O comandante da polícia de Moçambique, Bernadino Raphael, expressou simpatia pelas famílias das vítimas, mas desviou a responsabilidade pelas mortes, culpando os apoiantes de Mondlane.
"Eles estão usando crianças como escudos na frente deles enquanto permanecem para trás", ele alegou em uma entrevista à BBC.
O comandante acrescentou que, em muitos casos, a polícia não teve escolha a não ser se defender dos manifestantes que desencadearam violência, incluindo a morte de seis policiais e saques e queima de propriedades e veículos.
“Nós registramos 103 pessoas feridas, 69 das quais eram policiais”, disse ele.
Mas Albino Forquilha, líder do Partido Otimista para o Desenvolvimento de Moçambique, que apoiou a candidatura presidencial de Mondlane, acusou a polícia de usar força excessiva para suprimir a dissidência.
"Parece que eles estão sendo usados para proteger o partido no poder", disse ele à BBC.
O analista do Instituto de Estudos de Segurança da África do Sul, Borges Nhamirre, disse que esta foi a primeira vez que Moçambique testemunhou tantas vítimas e danos à propriedade durante os protestos.
Ele disse que estava claro que a Frelimo havia perdido popularidade, especialmente entre os jovens que estavam "à procura de emprego, à procura de formação profissional, à procura de um plano para construir a sua casa, à procura de algum dinheiro".
"Eles não se importam com quem trouxe a independência.
A independência que eles querem é a sua independência financeira”, disse Nhamirre.
Depois que o resultado foi anunciado em 24 de outubro, Chapo estava convencido de que ele e Frelimo haviam vencido em um concurso livre e justo, dizendo: "Somos um partido organizado que prepara suas vitórias". Desde então, ele manteve um perfil notavelmente baixo, esperando que os tribunais decidissem sobre a tentativa de Mondlane de anular o resultado.
Em uma aparente tentativa de manter a pressão antes da decisão, muitos dos apoiadores de Mondlane também atenderam ao seu chamado para lamentar os mortos por três dias (até 22 de novembro), parando seus veículos e gritando ao meio-dia.
Como Antonio, Alito Momad, de 20 anos, teria sido morto pela polícia durante os protestos.
A BBC se deparou com alguns de seus amigos em um bairro fora de Maputo, realizando uma vigília noturna para ele em 17 de novembro.

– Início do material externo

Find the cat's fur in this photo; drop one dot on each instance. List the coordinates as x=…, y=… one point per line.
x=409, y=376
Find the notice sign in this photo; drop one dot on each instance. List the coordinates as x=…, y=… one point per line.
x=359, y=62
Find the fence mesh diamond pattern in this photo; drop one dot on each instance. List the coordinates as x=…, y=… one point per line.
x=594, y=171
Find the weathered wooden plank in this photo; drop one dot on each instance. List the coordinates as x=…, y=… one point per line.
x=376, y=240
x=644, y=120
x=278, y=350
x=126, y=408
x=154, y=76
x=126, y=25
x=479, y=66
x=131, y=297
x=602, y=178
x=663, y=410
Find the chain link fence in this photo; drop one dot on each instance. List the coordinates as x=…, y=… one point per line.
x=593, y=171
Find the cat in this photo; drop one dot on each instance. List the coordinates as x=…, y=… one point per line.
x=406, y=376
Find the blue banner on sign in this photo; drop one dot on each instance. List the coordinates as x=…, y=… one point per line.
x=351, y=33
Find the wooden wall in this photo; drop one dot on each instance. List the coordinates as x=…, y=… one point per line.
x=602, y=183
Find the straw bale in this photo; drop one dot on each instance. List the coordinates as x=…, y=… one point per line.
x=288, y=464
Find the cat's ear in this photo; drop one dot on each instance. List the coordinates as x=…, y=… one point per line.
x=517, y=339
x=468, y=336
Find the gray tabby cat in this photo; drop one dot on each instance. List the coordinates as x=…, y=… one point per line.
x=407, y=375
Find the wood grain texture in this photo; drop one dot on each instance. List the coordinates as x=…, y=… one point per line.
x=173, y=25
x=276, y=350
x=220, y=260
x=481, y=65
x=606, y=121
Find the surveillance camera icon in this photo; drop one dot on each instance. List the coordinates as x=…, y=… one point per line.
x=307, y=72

Com uma bandeira moçambicana colocada no chão ao lado de velas acesas, os amigos de Alito nos mostraram uma foto dele - com o que parecia ser um ferimento de bala na parte de trás de sua cabeça.
Foi mais um lembrete de como a eleição havia encurtado a vida dos jovens, com seus amigos e parentes esperando obter justiça enquanto Moçambique passa por um de seus períodos mais turbulentos desde o advento da democracia multipartidária há cerca de 30 anos.